His mercy endureth forever? After the devastating death of my son James to what we believed was foul play, but the police stated was suicide. I could not see, feel or find the mercy of God! Within weeks of James death two boys in his high school committed suicide. The community was in shock and we wondered where is God and why did He allow this great evil to happen to our family and to our community? Again, the mercy of God was not in sight, only pain, deep sorrow, confusion, and hopelessness. A year later my older brother died after fighting a thirty years battle with drug abuse. A year after that my Grandmother died. A short time after that, my aunt died. The goodness of God and the mercy of God were by this point thrown out the window of my life. At least that was I thought. If this was God’s “mercy” I wanted nothing to do with this God. I had no joy and I felt no mercy, only rage and pain. I saw no light, only dark clouds and raining days.
To treat and to ease the sting of death I turned to worldly pleasures. Needless to say worldly pleasure are mere bandages on a patient that needs a heart transplant. The pain was still there, crushing my heart with each passing day like an elephant crushing the flower beneath its massive foot. However joy was nowhere to be found, misery and anger and anguish were my constant companions. I was traveling on the wide road of despair with no hope of any specific destination and no elixir to lighten my burdensome load.

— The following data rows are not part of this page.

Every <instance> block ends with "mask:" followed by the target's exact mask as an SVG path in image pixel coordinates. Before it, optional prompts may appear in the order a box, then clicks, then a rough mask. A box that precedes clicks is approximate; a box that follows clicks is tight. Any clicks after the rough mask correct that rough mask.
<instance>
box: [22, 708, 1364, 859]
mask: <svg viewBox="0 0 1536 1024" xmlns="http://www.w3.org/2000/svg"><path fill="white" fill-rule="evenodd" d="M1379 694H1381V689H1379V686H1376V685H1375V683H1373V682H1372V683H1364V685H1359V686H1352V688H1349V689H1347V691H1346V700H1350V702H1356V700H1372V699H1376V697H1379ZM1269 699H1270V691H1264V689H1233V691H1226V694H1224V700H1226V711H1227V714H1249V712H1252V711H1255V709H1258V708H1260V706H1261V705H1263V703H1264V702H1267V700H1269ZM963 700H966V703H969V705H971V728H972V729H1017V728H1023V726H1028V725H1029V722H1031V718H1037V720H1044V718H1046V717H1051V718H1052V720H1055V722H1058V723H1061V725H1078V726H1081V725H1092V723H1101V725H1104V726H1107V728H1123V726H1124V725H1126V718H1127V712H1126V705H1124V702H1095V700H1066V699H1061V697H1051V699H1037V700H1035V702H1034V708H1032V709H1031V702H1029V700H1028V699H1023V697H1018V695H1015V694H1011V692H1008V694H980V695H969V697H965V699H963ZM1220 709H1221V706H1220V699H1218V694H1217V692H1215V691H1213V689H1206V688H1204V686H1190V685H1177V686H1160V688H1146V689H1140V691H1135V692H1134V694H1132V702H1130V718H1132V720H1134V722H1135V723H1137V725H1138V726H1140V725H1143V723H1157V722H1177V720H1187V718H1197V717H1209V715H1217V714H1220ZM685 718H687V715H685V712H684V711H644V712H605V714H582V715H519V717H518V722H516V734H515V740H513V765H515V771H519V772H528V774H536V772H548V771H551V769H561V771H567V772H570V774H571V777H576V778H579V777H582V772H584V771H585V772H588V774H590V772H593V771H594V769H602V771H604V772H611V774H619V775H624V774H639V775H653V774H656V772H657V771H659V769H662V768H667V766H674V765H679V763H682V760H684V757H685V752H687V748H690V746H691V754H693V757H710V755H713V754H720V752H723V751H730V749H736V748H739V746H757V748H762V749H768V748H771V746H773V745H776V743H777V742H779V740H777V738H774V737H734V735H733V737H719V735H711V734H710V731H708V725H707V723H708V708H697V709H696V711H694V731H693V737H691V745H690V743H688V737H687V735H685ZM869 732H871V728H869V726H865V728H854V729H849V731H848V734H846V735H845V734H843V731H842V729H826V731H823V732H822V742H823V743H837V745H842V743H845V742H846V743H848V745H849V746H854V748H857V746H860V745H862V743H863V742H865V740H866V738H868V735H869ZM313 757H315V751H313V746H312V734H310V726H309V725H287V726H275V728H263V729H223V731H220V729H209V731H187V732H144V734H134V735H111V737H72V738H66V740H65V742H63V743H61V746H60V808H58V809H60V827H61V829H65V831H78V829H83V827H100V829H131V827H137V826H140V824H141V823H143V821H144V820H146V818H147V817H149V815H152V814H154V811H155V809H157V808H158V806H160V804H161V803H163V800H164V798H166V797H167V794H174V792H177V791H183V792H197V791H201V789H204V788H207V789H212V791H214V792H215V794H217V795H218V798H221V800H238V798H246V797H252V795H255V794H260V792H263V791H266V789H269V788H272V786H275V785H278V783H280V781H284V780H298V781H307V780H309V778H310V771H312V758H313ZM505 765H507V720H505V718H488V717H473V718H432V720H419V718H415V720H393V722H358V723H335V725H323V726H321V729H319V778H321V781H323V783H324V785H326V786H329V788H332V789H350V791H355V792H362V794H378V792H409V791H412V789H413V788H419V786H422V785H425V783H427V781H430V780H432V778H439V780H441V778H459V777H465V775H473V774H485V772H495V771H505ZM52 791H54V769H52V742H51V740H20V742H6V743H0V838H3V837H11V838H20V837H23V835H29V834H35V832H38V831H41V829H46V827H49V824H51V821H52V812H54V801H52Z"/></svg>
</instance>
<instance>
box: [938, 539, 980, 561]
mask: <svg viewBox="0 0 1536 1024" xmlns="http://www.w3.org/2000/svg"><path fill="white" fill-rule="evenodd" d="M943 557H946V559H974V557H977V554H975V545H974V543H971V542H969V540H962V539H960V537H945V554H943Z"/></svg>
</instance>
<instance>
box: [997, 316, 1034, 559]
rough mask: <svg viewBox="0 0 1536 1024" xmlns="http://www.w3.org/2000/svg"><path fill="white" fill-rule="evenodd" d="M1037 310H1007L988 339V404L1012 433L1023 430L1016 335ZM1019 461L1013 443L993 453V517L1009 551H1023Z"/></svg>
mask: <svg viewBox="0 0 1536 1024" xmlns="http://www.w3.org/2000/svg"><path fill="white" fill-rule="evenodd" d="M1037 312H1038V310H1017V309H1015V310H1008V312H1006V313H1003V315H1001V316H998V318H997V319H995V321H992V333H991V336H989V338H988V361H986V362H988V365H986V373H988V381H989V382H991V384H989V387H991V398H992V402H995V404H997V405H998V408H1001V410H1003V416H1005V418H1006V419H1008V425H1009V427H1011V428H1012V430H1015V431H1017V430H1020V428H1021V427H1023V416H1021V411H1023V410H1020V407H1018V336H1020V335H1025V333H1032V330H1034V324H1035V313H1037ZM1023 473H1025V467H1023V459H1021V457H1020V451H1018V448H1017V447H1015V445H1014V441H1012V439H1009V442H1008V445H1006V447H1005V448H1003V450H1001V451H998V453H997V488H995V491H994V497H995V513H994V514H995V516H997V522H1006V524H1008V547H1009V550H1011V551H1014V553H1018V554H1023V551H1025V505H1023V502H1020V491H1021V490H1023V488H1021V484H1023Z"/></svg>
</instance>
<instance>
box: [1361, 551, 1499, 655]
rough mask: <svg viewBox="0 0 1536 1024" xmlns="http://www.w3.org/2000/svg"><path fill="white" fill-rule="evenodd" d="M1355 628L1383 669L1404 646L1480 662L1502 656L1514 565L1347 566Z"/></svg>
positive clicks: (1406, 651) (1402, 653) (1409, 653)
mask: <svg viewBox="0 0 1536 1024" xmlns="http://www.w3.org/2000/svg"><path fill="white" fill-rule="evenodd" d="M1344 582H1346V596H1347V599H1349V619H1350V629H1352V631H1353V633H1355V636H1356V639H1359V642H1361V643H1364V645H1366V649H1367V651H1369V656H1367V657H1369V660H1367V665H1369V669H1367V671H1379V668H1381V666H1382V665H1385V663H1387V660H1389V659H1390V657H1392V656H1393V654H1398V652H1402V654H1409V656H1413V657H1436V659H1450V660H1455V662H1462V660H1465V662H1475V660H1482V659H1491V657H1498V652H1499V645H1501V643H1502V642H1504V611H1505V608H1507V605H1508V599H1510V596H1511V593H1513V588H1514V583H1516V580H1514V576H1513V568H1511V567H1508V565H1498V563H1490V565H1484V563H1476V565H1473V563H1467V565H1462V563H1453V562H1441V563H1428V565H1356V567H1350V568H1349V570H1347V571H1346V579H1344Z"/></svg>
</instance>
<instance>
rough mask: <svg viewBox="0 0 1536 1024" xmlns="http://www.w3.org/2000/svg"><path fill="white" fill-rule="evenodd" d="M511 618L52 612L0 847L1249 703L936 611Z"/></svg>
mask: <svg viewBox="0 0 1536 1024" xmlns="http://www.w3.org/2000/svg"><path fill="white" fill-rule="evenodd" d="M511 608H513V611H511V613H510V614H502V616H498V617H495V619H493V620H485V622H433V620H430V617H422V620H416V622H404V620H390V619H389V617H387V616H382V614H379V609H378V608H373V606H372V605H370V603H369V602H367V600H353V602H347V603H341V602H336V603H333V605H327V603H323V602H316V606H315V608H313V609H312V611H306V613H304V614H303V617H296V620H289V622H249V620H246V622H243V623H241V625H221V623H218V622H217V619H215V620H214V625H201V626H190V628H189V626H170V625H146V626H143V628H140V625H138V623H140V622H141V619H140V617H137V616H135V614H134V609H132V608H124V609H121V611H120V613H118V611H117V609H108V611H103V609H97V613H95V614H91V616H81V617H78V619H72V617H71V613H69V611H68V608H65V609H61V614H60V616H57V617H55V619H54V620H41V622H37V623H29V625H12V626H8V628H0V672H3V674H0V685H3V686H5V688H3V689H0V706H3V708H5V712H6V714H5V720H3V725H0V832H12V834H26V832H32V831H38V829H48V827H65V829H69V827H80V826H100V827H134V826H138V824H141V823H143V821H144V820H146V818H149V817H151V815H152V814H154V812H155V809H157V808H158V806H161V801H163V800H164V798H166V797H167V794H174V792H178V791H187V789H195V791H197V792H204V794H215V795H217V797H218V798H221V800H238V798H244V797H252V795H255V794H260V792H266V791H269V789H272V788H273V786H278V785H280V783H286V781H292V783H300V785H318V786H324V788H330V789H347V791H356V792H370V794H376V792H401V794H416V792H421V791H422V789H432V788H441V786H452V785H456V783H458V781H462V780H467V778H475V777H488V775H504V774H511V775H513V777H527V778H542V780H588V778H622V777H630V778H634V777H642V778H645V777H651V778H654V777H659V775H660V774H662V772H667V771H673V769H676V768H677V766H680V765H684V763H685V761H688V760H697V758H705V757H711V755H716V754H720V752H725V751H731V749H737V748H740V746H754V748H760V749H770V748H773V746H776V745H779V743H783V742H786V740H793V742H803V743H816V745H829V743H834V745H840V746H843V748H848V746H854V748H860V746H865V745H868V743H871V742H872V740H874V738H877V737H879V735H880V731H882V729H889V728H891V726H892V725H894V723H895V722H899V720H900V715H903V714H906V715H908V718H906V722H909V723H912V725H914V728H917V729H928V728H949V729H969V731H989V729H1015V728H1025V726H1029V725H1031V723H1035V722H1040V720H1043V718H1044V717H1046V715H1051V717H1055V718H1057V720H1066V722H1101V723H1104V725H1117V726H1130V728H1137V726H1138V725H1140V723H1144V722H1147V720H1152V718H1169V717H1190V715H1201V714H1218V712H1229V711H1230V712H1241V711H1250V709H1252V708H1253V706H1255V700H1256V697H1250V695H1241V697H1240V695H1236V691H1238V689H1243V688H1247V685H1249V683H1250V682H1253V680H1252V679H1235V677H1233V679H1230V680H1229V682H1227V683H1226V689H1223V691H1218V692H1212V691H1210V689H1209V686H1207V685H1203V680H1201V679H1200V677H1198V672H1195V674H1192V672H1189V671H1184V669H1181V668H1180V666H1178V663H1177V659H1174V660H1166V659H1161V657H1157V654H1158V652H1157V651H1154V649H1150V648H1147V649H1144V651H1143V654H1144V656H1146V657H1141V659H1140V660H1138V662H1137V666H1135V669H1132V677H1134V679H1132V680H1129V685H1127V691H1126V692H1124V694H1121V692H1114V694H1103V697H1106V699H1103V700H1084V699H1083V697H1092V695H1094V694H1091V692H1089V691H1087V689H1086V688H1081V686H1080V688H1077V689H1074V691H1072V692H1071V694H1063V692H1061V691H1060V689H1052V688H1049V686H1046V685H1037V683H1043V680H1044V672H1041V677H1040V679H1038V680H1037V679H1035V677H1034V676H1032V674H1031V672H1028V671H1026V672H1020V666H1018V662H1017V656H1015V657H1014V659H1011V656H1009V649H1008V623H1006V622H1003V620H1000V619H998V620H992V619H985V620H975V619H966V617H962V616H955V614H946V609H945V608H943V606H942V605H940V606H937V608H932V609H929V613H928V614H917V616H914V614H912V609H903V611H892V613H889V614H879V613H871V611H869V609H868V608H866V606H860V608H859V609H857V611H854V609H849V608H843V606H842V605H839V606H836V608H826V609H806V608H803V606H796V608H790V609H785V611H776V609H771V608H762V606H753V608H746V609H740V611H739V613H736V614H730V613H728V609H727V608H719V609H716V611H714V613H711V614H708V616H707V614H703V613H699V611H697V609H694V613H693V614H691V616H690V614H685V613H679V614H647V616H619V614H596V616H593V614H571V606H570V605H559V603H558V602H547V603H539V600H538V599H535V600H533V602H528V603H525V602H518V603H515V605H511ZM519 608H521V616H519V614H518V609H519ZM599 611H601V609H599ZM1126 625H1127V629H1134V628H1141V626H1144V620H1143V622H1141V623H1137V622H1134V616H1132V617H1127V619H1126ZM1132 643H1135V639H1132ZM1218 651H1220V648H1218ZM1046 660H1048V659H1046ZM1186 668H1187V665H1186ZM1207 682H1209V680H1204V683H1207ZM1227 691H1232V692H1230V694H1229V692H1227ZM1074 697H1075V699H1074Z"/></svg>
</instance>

With the passing of time, the dark clouds of my life begin to slowly break. I observed the patience and the protection of God during those times when I was in darkness. I discovered that even when I denied Him with my thoughts and actions, He (God) cannot deny himself, but remains faithful still. I discovered that God does not deal with us, as He should but rather as a loving father deals with his children. God disciplines and teaches as hard lesson of life and He uses our lives for his divine purposes. Lastly I discovered that after the rain comes the rainbow, and that his mercy endures forever! I discovered that pain and sorrow might endure through the night, but Joy cometh in the morning!